Суно кивнул. Родственники Крелдона принадлежали к сословию мелких городских предпринимателей, держали лавки, чайные и мастерские. Маг-безопасник вспоминал о них с досадой, но не выпускал их из поля зрения и порой использовал этот канал для запуска в народ нужных ему слухов.

– Итак, Ривсойму Шайрамонгу нужно привить почтение к семейным ценностям, – подытожил Орвехт. – И я показался тебе самым подходящим для сего дела наставником, что весьма удивительно.

– С тех пор как у тебя появилась Зинта, ты остепенился. По модисткам больше не бегаешь, на актерок не тратишься. Я допускаю, что ты грамотно прячешь концы, чтобы Зинту не огорчать, дело житейское, были бы все довольны. Для юного повесы лучшего наставника не найти: в прошлом известный волокита, ныне любящий муж и будущий отец – именно то, что нужно. Парень он смышленый, в экспедиции будет у тебя на побегушках.

– А второй кто?

Выдержав почти театральную паузу, Шеро доверительным тоном произнес:

– Тоже недавний выпускник Академии, с хорошими оценками и многообещающими задатками… Его зовут Грено Гричелдон.

– Грено Дурной Глаз? – уточнил Орвехт.

– Он самый.

– Благодарствую!

Грено был в своем роде феноменом. Он мог ненароком сглазить. Нарочно сглазить он не мог, даже если очень старался, посему не было возможности использовать эту его способность в интересах Ложи. А брякнет что-нибудь, не задумавшись, как это свойственно желающим блеснуть молодым людям, – и нате вам результат.

Ему давно пожелали бы добрых путей, старшие коллеги сей крайний вариант рассматривали. Грено спасало то, что он был неплохим боевым магом – из тех, кто способен эффективно действовать в одиночку, такие нынче в цене. Решено было приучить его к самодисциплине и держать под надзором. Парень старался не болтать лишнего, но порой забывался, в особенности угостившись пивом: всем можно, а ему нельзя? После раскаивался. Хвала богам, никаких серьезных бед за незадачливым остроумцем пока не числилось.
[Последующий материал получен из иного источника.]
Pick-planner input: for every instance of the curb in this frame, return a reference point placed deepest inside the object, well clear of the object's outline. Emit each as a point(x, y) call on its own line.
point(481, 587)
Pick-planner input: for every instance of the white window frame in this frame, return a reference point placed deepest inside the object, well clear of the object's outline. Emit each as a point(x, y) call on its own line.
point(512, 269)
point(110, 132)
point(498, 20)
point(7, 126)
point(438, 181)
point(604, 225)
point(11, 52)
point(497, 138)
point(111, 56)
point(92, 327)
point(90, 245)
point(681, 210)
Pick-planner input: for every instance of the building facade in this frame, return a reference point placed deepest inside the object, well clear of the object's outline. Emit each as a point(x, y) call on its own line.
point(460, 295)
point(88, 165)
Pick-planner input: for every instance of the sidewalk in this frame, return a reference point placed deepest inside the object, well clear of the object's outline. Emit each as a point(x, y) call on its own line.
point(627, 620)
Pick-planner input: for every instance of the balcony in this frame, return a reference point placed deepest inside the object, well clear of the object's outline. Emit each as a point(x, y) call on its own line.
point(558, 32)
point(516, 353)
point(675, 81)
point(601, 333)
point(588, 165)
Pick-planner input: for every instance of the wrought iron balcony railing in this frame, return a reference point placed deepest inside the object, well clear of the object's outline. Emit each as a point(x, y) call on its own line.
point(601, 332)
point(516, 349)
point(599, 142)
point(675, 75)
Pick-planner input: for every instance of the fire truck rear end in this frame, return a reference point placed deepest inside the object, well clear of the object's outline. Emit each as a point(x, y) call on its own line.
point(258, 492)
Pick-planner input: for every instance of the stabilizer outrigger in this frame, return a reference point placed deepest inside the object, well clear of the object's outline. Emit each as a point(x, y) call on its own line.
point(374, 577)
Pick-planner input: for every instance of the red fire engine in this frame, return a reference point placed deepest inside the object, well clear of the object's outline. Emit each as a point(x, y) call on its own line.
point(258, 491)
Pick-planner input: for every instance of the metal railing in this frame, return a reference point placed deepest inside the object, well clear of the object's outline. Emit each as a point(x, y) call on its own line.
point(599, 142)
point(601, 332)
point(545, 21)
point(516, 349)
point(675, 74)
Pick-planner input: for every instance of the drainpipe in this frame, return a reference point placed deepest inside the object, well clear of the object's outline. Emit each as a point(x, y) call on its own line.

– Да уж как посмотреть, – проворчал безопасник, когда Суно высказал это успокоительное соображение вслух. – Он мне тетушку Филенду того. Результата пока не было, но если она и впрямь спятит, ему несдобровать. Этот разгильдяй посулил, что старая грымза последние крупицы разума растеряет, коли юный кавалер вскружит ей голову пламенными речами. Ну, спасибо… Ежели оно случится и я получу себе на шею кучу нахлебников, уж я его отблагодарю!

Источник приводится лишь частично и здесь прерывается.